If an Islamist government ultimately takes over Libya and turns it into an Islamist state, especially one friendly to terrorist elements that America is at war with, the president will have helped midwife a regime that is far more threatening to the United States than Gadhafi’s and likely every bit as cruel. History, then, will certainly not look kindly upon Obama’s war.

This isn’t some totally unimaginable scenario, either. Libya’s transitional government announced this week that it was re-establishing polygamy in the country and that Sharia would be the “basic source” of law in the country. We’ll see to what extent Sharia law is actually implemented and how far it all goes, but there is reason for serious caution.

If, however, a reasonably liberal regime arises — or at least one that is as externally friendly to the U.S. as Gadhafi’s was at the end — then the president will earn the praise he deserves.
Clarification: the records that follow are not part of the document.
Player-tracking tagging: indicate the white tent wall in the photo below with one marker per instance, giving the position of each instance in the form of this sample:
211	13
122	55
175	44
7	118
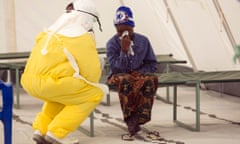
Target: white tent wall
205	39
33	17
231	11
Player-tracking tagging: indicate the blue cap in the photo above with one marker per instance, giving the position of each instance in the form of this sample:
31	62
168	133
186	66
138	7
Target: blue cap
124	16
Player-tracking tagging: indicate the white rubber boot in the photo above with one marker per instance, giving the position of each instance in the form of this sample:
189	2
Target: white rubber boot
54	140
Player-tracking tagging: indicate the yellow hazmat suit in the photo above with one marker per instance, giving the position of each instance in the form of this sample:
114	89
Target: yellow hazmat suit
54	74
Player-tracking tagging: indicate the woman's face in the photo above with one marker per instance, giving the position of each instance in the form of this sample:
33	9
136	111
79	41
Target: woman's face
121	28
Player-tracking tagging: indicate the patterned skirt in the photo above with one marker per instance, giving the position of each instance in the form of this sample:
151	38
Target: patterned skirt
136	94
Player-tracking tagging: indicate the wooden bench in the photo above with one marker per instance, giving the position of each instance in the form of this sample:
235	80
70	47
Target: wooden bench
179	78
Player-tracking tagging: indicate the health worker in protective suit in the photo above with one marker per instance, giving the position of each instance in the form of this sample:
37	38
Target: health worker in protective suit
63	70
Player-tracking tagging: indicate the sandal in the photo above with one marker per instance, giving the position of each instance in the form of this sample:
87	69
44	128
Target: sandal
156	133
127	137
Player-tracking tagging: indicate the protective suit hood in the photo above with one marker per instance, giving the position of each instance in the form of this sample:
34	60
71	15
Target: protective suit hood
76	22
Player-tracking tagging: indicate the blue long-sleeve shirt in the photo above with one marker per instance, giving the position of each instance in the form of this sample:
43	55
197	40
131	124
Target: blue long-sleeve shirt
143	60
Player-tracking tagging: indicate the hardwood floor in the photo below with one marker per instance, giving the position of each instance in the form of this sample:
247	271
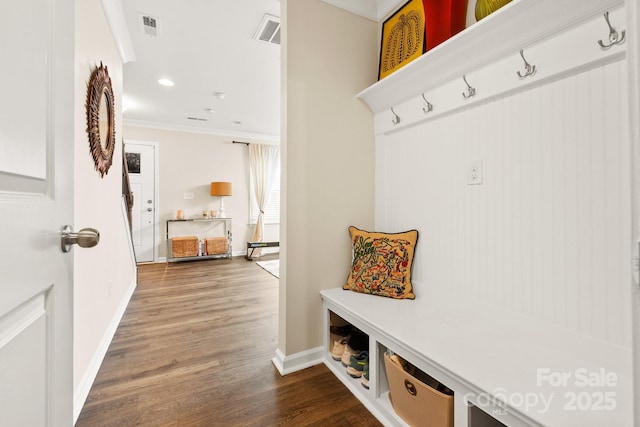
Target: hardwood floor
194	348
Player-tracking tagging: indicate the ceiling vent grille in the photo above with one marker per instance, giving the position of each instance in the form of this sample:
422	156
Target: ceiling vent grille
149	25
269	30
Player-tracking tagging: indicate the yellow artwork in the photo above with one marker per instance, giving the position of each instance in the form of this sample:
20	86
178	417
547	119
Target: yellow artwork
403	38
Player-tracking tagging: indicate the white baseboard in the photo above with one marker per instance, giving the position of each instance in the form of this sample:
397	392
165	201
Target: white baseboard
298	361
84	387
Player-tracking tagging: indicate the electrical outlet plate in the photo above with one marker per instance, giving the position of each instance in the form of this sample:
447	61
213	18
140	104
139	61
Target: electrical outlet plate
474	172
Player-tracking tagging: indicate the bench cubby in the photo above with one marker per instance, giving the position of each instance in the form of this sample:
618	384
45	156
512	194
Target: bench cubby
490	358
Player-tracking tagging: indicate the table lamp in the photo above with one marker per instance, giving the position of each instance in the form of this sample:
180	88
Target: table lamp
221	189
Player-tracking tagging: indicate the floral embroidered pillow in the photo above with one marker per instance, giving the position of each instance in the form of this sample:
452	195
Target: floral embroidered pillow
382	263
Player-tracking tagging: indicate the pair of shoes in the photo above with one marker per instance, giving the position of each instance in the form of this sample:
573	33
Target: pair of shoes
358	363
356	343
339	336
343	331
365	376
338	348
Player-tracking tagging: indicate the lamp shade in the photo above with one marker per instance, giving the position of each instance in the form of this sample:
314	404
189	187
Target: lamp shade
221	189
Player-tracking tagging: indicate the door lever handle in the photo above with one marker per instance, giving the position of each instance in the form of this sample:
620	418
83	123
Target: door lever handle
85	238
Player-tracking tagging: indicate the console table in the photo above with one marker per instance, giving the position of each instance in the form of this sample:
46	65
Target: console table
202	228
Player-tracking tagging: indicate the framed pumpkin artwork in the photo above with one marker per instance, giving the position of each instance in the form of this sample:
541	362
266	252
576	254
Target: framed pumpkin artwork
402	38
419	25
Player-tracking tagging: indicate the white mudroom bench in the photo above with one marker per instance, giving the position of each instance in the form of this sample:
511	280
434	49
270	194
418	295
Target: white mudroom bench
520	371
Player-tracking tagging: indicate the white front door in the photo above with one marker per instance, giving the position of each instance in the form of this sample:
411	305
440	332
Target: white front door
36	199
141	161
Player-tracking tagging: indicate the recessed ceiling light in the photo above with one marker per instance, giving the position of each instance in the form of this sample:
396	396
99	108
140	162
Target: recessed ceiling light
165	82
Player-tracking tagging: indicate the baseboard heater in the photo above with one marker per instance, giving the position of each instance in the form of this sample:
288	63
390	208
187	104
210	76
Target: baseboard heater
252	246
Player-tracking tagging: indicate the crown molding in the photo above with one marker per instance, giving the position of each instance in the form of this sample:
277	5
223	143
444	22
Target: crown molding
202	131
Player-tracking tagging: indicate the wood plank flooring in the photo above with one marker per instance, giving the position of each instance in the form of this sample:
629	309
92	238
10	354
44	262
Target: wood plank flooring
194	348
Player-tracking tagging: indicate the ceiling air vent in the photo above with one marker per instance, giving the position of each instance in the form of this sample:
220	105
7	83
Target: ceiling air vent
149	25
269	30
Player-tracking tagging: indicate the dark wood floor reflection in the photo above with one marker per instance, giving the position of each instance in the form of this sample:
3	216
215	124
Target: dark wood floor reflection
194	348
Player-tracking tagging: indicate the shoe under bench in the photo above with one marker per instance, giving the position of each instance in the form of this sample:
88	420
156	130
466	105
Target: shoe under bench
501	366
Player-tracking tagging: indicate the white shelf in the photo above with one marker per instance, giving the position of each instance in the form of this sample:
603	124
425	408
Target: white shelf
517	25
478	350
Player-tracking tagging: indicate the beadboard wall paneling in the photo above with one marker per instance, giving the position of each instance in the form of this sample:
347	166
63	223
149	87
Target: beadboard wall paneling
547	234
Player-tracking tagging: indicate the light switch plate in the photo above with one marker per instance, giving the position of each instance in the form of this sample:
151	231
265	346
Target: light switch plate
474	172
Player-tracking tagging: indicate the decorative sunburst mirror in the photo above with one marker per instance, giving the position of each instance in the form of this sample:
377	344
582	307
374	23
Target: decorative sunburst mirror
100	119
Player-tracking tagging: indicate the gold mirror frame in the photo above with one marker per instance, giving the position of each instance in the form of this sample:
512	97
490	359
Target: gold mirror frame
100	97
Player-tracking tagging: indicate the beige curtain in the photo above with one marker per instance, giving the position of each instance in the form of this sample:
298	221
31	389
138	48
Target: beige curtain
265	165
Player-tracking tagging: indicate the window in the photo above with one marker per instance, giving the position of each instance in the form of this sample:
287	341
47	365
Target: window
272	210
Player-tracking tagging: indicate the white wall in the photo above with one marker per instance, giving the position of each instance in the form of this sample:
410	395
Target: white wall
105	275
189	162
547	234
328	56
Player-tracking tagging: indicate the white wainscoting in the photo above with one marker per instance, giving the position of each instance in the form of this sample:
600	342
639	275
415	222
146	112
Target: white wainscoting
548	233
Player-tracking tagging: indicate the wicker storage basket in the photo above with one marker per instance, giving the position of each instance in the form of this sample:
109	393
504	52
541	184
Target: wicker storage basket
184	246
216	245
416	402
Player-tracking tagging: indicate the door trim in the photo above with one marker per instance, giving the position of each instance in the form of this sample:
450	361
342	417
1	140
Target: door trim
156	190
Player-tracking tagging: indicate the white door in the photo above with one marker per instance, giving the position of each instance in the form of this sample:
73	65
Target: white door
141	161
36	199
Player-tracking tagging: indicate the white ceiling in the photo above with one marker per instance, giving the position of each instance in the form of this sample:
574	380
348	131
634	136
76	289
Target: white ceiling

This is not to say there aren’t other serious considerations. Is the principle the president set wise, even if it turns out well in this particular theater? What were the opportunity costs, if any, with going to war in Libya? For instance, by engaging military with a third Muslim country, would the president be less likely to act militarily to forestall Iranian nuclear proliferation if it came to that?

These are all important questions that need to be answered in history’s final analysis of the president’s policy. But what type of regime will replace Gadhafi seems to be the most foreseeable obstacle to the Libyan operation being considered a success at this point.

Let’s be abundantly  clear –- Gadhafi was an evil dictator whose death should not be mourned by anyone who believes in decency. Let’s hope that what replaces him is better, both in relation to the Libyan people and to the United States.

If that turns out to be the case, I will be the first to praise the outcome of the president’s war. But we aren’t there yet. History is still being written.